Asma en adolescentes: entenderla, controlarla y vivir en plenitud
Basado en guías clínicas internacionales
Resumen
El asma es una afección de los pulmones que dificulta la respiración. En las personas con asma, las vías respiratorias (los tubos por donde circula el aire) se inflaman, se estrechan y producen más moco de lo normal. Esto puede causar tos, silbidos al respirar y sensación de falta de aire. En los adolescentes, un buen control del asma permite hacer vida normal, hacer deporte y disfrutar de los planes con amigos.
Datos clave
- El asma no es contagiosa y no es culpa de nadie.
- Con un tratamiento adecuado y un buen plan de acción, la mayoría de los adolescentes con asma lleva una vida activa.
- Conocer los desencadenantes (polvo, humo, ejercicio, cambios de clima) ayuda a prevenir las crisis.
- Controlar el asma significa tener pocos o ningún síntoma y poder hacer ejercicio sin limitaciones.
Sí. El asma es una de las enfermedades crónicas más comunes en la infancia y la adolescencia. Afecta a millones de personas en todo el mundo.
El asma puede aparecer a cualquier edad, pero suele comenzar en la niñez. En la adolescencia, los síntomas pueden cambiar: unas personas mejoran, otras empeoran, y algunos jóvenes que nunca habían tenido asma la desarrollan. Afecta a personas de todo tipo de familias, culturas y niveles de actividad.
Síntomas
- Llame inmediatamente a los servicios de emergencia local (112 en España) y diga que hay una crisis de asma.
- Dificultad muy grave para respirar o hablar: no puede terminar una frase.
- Los labios o las uñas se ponen azulados o grisáceos.
- No nota mejoría con el inhalador de alivio o con el plan de emergencia indicado por su médico.
- Se siente muy agitado, somnoliento o confuso.
- Silbidos muy fuertes o, de repente, el pecho se queda en silencio, lo cual es una señal de alarma.
- ⚠Síntomas que no mejoran con el inhalador de alivio.
- ⚠Toser o despertarse por la noche con asma más de dos veces en una semana.
- ⚠Necesitar usar el inhalador de alivio con más frecuencia de lo que indica el plan de acción.
- ⚠Falta de aire que obliga a reducir las actividades diarias o el deporte.
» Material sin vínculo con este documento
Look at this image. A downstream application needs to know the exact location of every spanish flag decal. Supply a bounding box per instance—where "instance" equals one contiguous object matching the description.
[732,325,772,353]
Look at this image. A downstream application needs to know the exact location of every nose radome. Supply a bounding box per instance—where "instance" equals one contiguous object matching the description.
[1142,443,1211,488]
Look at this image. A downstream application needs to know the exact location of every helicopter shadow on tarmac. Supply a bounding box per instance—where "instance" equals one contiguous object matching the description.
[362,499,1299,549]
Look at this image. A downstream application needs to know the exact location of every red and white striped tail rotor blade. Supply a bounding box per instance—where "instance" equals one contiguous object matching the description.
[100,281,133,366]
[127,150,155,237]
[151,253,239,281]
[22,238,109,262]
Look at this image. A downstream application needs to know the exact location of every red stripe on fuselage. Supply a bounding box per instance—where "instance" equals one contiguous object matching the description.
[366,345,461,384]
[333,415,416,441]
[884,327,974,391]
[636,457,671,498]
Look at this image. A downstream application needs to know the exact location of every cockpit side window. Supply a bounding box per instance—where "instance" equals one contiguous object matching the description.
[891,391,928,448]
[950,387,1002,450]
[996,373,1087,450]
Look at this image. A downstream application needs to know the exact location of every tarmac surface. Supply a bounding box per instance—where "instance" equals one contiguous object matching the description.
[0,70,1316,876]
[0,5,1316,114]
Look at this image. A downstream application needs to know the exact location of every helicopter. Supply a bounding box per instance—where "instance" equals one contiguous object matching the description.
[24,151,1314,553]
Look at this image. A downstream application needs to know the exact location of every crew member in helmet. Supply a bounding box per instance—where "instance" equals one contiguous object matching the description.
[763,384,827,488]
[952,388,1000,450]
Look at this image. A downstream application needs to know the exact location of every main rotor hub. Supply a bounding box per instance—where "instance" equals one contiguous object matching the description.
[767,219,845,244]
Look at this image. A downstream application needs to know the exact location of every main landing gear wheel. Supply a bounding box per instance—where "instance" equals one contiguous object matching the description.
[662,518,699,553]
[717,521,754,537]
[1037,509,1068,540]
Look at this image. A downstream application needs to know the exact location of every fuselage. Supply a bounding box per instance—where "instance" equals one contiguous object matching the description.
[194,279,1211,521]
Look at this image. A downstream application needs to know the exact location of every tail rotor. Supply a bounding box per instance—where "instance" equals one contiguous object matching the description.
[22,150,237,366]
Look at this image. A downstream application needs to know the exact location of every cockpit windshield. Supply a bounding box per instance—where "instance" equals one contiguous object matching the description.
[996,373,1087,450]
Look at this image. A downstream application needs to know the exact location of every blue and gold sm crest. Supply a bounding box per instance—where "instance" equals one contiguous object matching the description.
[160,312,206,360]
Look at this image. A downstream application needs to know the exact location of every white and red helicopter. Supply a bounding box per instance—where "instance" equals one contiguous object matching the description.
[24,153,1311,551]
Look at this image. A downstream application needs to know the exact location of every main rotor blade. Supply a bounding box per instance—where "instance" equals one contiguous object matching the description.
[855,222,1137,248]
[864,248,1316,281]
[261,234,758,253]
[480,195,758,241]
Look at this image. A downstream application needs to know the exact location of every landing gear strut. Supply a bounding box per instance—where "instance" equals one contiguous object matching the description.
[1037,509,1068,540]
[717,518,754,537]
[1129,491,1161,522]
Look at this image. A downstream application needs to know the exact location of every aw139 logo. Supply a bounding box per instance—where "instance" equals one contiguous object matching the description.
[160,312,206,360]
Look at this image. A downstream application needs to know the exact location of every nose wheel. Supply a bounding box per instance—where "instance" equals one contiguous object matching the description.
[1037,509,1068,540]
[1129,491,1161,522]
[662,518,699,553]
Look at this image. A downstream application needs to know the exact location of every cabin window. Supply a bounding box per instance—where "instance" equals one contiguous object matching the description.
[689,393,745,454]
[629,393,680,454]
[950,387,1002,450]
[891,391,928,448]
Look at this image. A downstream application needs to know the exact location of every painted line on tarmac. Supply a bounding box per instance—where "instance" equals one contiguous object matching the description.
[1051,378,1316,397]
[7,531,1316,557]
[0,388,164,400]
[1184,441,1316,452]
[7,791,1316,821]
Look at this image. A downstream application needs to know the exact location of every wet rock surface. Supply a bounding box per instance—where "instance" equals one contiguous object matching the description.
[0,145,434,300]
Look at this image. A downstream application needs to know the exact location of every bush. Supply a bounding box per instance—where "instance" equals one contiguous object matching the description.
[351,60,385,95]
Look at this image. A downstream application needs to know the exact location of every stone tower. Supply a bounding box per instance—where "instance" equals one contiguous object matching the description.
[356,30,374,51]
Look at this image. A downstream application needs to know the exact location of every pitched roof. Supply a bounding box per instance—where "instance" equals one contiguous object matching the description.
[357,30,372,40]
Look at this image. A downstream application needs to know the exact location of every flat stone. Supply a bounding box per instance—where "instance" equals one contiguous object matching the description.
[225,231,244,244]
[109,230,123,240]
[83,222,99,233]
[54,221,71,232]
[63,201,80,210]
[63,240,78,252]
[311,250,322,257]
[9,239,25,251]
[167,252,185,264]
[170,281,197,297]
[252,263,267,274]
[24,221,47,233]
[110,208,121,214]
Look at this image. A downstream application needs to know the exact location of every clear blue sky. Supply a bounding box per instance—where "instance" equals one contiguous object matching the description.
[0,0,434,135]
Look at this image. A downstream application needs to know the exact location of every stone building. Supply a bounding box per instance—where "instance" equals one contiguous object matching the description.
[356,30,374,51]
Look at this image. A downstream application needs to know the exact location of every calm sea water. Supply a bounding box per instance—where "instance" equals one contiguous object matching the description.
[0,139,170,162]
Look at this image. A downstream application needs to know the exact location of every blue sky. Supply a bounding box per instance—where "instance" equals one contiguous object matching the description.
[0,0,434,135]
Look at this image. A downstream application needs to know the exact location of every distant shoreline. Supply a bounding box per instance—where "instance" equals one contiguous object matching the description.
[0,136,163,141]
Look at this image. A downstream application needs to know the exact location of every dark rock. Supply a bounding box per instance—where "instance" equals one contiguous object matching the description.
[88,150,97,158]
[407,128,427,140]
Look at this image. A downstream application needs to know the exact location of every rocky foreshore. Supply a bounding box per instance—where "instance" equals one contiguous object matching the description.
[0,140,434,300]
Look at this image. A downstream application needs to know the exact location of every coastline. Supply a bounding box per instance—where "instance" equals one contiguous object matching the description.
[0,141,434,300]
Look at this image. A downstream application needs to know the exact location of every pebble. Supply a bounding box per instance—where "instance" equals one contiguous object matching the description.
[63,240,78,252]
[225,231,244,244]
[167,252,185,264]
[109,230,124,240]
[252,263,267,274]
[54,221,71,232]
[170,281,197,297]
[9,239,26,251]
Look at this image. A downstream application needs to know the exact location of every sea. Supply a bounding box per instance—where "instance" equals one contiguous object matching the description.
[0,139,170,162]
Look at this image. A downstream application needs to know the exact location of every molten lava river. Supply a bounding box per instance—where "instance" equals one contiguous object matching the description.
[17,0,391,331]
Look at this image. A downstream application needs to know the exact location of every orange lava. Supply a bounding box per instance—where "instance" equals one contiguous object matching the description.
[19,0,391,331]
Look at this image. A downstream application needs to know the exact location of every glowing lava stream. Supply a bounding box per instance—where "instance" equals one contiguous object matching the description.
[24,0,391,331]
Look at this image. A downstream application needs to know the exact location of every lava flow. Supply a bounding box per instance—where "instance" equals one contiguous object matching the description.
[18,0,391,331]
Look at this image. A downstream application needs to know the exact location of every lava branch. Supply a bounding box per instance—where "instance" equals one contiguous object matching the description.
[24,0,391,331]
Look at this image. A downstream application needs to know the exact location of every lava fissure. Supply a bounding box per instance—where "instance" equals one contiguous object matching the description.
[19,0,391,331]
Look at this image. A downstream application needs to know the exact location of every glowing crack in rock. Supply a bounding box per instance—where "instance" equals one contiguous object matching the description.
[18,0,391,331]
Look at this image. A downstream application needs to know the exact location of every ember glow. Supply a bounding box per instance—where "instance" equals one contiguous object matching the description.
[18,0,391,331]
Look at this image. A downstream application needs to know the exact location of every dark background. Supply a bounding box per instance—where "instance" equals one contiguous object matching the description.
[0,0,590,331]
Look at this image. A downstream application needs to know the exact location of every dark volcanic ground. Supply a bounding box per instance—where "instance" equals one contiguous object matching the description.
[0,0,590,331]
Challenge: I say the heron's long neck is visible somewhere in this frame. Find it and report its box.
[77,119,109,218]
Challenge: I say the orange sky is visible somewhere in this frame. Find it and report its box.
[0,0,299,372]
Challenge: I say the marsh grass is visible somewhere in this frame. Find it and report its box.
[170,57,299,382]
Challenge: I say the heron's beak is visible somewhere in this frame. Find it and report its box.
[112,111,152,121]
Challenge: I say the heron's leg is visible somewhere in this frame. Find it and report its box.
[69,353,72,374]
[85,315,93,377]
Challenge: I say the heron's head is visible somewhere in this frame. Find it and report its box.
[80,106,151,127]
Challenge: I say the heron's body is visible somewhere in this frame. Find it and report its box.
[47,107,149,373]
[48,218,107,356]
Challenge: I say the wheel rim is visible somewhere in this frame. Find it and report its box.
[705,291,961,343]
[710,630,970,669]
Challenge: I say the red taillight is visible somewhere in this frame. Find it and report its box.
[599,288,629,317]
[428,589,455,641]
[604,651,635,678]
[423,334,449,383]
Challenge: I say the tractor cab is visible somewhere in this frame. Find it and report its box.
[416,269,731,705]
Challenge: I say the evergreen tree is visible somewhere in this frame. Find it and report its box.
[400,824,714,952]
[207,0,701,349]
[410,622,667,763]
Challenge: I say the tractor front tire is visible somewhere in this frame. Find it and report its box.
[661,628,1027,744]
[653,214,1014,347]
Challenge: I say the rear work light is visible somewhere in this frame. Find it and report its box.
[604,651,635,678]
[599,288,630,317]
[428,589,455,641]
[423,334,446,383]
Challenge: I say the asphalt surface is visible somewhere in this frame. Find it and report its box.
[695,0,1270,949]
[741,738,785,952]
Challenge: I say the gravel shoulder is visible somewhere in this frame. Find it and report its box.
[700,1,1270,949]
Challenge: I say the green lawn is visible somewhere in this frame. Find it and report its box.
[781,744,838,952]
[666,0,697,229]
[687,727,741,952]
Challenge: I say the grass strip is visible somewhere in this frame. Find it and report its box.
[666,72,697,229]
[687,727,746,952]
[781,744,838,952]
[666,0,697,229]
- ⚠Fiebre con tos o tos que dura más de una semana.
Síntomas comunes
- Tos que aparece o empeora por la noche, al reír, al hacer ejercicio o al estar cerca de humo o polvo.
- Silbido o pitido al respirar, sobre todo al soltar el aire.
- Sensación de opresión, presión o peso en el pecho.
- Falta de aire o respiración rápida.
- Despertarse con tos o con sensación de ahogo.
Síntomas en niños
- En niños y adolescentes, los signos pueden parecerse a un resfriado que no se va: tos persistente, cansancio al correr o jugar, quejarse de que el pecho duele o evitar el deporte.
- A veces la tos es el único síntoma, especialmente por la noche o durante el ejercicio.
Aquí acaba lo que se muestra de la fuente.